“Sell Everything” v Buying Gold & Silver
RBS (Royal Bank of Scotland) yesterday advised clients to brace for a “cataclysmic year” and to “Sell everything except high quality bonds. This is about return of capital, not return on capital. In a crowded hall, exit doors are small.”…. “China has set off a major correction and it is going to snowball. Equities and credit have become very dangerous, and we have hardly even begun to retrace the ‘Goldilocks love-in’ of the last two years,”
Let’s be clear, we are not advisors, we just present facts and ask the salient questions. RBS and some others may think gold and silver will go down with the rest when this next crisis hits. But let’s look at this a bit closer… RBS suggest holding bonds (debt instruments) in what is largely speculated to be a debt/credit instigated crisis….go figure. They may, like some others, think the scale and scope of the ensuing liquidity squeeze will see “everything” sold in the mad panic. That well may be the case on some significant scale but we can’t escape the fact that there are (in the order of) $295 trillion of financial ‘paper’ assets around the world (shares, ETFs, bonds, etc).

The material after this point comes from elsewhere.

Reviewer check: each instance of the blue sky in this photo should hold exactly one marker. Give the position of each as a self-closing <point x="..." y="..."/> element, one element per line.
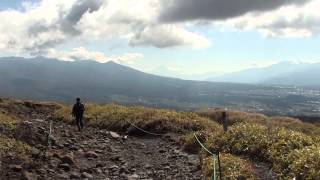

When or just before that market collapses, a significant proportion of it will still be liquid and still be looking for a safe haven home. Throughout history physical gold and silver have been that tried and tested home. The total tradeable gold market is estimated at $1.5 trillion. RBS talk of the “small exit doors”, but it is the small size of the gold ‘room’ on the other side that means even a modest amount of that massive $295t trying to get into that little $1.5t space should only have one impact on price. It’s the law of supply and demand. Gold rising 3.1% (US spot, in AUD it was up 9.3%) this year whilst sharemarkets around the world saw double digit, record breaking losses is case in point, but only in part. The real action hasn’t started yet. We include the following very telling table again as a reminder of the past.
Speaking of supply and demand RBS also predict $16 oil (which dropped below $30 last night for the first time since 2003) and UBS have it at $20. The economic bellwether Dr Copper slipped to GFC lows last night of just $1.99. Incredible stuff. China’s woes indicate a similar continuing plight for iron ore. The outlook for Australia is getting dimmer. That means our dollar is likely to fall further (combined with likely continuing yuan devaluations) and that is music to precious metals holders’ ears.